When speaking with clients and other R users at events such as LondonR and EARL I’ve noticed an increasing trend in people looking to learn some python as the next step in their data science journey. At Mango most of our consultants are pretty happy using either language but as an R user of 12 or so years I’ve only ever dabbled with python. Recently however I found myself having to learn quickly and so I thought I’d share some of my observations.
Before you stop reading I should say that I am fully aware that there are many blog posts covering the high level pros and cons of each language. For this post I thought I’d get down to the nitty gritty. What does an R user really experience when trying to pick up python? In particular what does an R user that comes from a statistics background experience?
Personally I found eight (I wanted 10 but python is too good) and here they are:
- Lack of Hadley.
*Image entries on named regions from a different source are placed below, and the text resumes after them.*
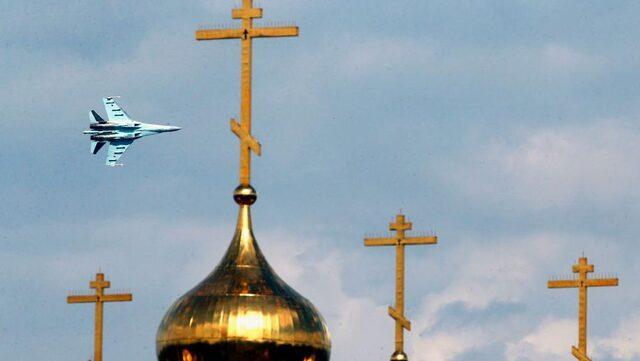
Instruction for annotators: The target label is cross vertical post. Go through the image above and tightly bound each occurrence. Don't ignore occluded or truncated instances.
[364,214,438,361]
[547,257,619,361]
[196,0,299,186]
[67,273,133,361]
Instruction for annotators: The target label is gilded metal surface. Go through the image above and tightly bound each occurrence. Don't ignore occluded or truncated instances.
[156,0,331,361]
[67,273,133,361]
[547,257,618,361]
[364,214,438,361]
[156,204,331,361]
[196,0,299,186]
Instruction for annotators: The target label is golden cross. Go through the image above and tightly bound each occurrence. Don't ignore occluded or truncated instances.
[364,214,438,360]
[67,273,133,361]
[196,0,299,186]
[548,257,618,361]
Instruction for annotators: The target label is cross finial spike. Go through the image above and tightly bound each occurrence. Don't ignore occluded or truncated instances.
[196,0,299,191]
[548,254,618,361]
[67,272,133,361]
[364,209,437,359]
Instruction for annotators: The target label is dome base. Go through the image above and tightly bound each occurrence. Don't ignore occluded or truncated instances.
[158,341,329,361]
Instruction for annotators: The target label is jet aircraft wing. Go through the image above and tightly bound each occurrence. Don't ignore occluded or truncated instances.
[102,97,131,123]
[107,139,133,167]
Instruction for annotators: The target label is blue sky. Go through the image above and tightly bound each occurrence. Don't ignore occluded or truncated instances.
[0,0,640,361]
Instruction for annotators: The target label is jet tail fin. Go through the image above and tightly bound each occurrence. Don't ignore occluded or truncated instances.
[91,140,106,154]
[89,110,107,123]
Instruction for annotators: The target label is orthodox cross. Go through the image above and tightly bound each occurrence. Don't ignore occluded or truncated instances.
[364,214,438,360]
[548,257,618,361]
[67,273,133,361]
[196,0,299,186]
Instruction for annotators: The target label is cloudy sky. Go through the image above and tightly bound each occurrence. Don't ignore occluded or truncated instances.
[0,0,640,361]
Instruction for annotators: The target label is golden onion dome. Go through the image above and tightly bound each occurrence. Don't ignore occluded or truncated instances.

So there is a Wes but there is a lot of duplication in functionality between packages. To start with you import statistics and find the mean function only to find it has been re-written for pandas. Later you find that everyone has their own idea on the best way to implement cross-validation. All very confusing when you start out. This brings me on to:
- Plotting. I had heard a lot of good things about matplotlib and seaborn but ggplot2 is streets ahead (IMHO). I would even go as far as to say that ggplot2 has a shallower learning curve.
- IDEs. Hats off to RStudio for changing the R world when it comes to IDEs. I remember a time before RStudio when the R GUI, StatET and Tinn-R were the norm. How things have improved. Sadly, python is not quite there yet. As an RStudio user I opted for Spyder. It’s OK but the script editor needs some work. The integration in Jupyter Notebook seems much better when I chat with colleagues but I’m just not a big fan of notebooks.
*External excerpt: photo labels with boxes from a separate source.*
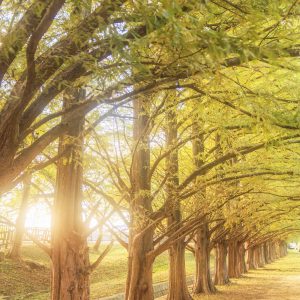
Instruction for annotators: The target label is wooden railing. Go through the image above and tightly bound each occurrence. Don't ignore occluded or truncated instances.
[0,225,15,250]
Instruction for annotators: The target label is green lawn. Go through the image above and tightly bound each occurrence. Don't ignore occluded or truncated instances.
[0,245,206,300]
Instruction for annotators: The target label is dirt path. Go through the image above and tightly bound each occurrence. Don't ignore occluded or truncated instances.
[161,252,300,300]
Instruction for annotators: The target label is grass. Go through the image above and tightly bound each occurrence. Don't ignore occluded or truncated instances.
[191,251,300,300]
[0,245,204,300]
[0,245,300,300]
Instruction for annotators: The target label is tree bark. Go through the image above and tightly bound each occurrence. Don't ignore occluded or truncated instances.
[228,239,242,278]
[166,101,192,300]
[194,224,216,294]
[125,98,154,300]
[214,241,229,285]
[51,89,90,300]
[7,176,31,260]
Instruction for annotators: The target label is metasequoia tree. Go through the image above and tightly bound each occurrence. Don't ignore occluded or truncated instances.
[0,0,300,300]
[7,176,31,260]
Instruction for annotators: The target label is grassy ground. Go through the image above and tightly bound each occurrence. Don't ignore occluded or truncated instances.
[0,245,202,300]
[159,252,300,300]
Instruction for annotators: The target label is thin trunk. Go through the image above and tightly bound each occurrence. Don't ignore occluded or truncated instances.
[228,239,242,278]
[93,232,103,251]
[166,99,192,300]
[247,247,257,270]
[125,99,154,300]
[214,241,229,285]
[51,90,90,300]
[238,242,247,274]
[7,176,31,260]
[193,120,216,294]
[194,224,216,294]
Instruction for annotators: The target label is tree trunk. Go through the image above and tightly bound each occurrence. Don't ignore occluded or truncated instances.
[247,247,257,270]
[214,241,229,285]
[228,240,241,278]
[51,90,90,300]
[263,243,271,264]
[237,242,247,274]
[166,99,192,300]
[93,232,103,251]
[125,98,154,300]
[7,176,31,260]
[194,224,216,294]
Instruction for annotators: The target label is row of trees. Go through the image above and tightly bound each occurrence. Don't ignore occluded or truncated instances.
[0,0,300,300]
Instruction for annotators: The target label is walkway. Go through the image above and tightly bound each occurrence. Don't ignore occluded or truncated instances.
[159,252,300,300]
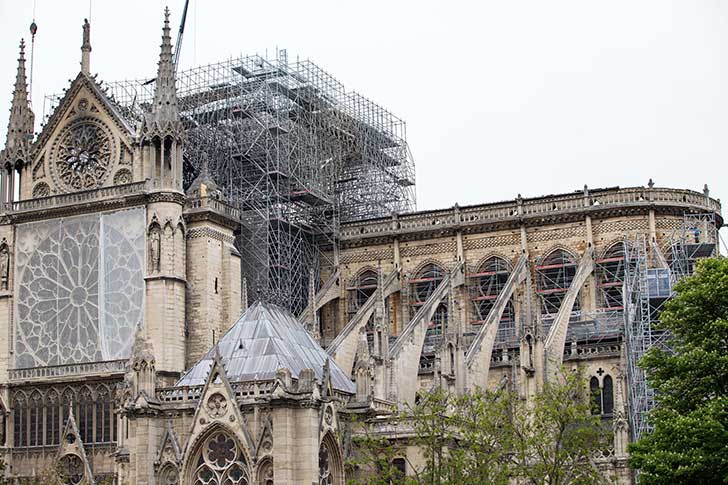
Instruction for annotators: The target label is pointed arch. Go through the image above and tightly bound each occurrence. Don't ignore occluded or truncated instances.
[596,240,625,310]
[319,432,344,485]
[602,374,614,416]
[13,390,28,447]
[409,260,448,370]
[159,462,180,485]
[255,457,275,485]
[468,253,516,346]
[44,388,63,445]
[28,389,43,446]
[182,422,252,485]
[346,266,379,321]
[589,376,602,415]
[536,245,581,326]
- Namespaces. I’ve lost count of the number of times I’ve told trainees on an intro to R course that masking very rarely trips you up as a user (unless you’re building packages it really doesn’t). Let’s just say that in python you have to be careful. Bring too much in and you’ll overwrite your own objects and cause chaos. This means you bring in things as and when you need them. Having to explicitly import OS utilities in order to change the working directory and so on is frustrating. That said, python’s capabilities are a little better than R in this area.
- Object Orientation. I’ve grown to love R’s flexible S3 classes with lines like:
> x <- 5 > class(x) <- "just_made_this_up" > x  5 attr(,"class")  "just_made_this_up"
In python I am never quite sure what methods exist for an object and when to just go functional. You also really have to know about classes to work with python effectively whereas a casual R user can get by without even knowing that R has a class system.
- Reliance on R. On my recent project I was using the best of the statistical capabilities in python. First off I should say that it’s basically all there (except for stepwise GLMs for some bizarre reason). However, although I’ve always known that most of the statistical modelling capabilities in python have been ported from R the documentation is pretty lazy and most of it just points you at the R documentation. The example datasets are even the same! Speaking of the documentation.
- Help documentation. I can only speak for the more popular packages in the two languages but the R documentation is much more plentiful and generally contains a lot more examples.
- Zero-based arrays. I couldn’t write a list without this coming up. I do love it when smug coders that have developed in other languages tell me that R is the exception here by indexing from 1. However, as a human being I count from 1 and this will always make more sense to me. Ending at n-1 is also confusing. Compare:
# R x = seq(2,10, by = 2) x[1:3] # Select first 3 elements  2 4 6
# Python x = list(range(2,11, 2)) x[0:3] # Select first 3 elements [2, 4, 6]
What I was impressed by was how extensively the statistical capabilities in R have been ported to python (I wasn’t expecting the mixed modelling or survival analysis capabilities to be anything like that in R for example). However, as an existing R user there really is no point in switching to python for statistics. The only benefit would be if you were using python for, say, extensive web-scraping and you wanted to be consistent. If that’s your reason though then let me point you towards Chris Musselle’s blog post, “Integrating Python and R Part II – Executing R from Python and Vice Versa”. And don’t forget that you can also just use rvest.
So my advice would be if you’re going to try to learn python, don’t learn it with the intention of using it to build models. Learn it because it’s a more flexible all-round programming language and you have some heavy lifting to do. Just find something that’s hard to do in R and try using python for that. Otherwise you’ll end up like me, writing a whingy blog post!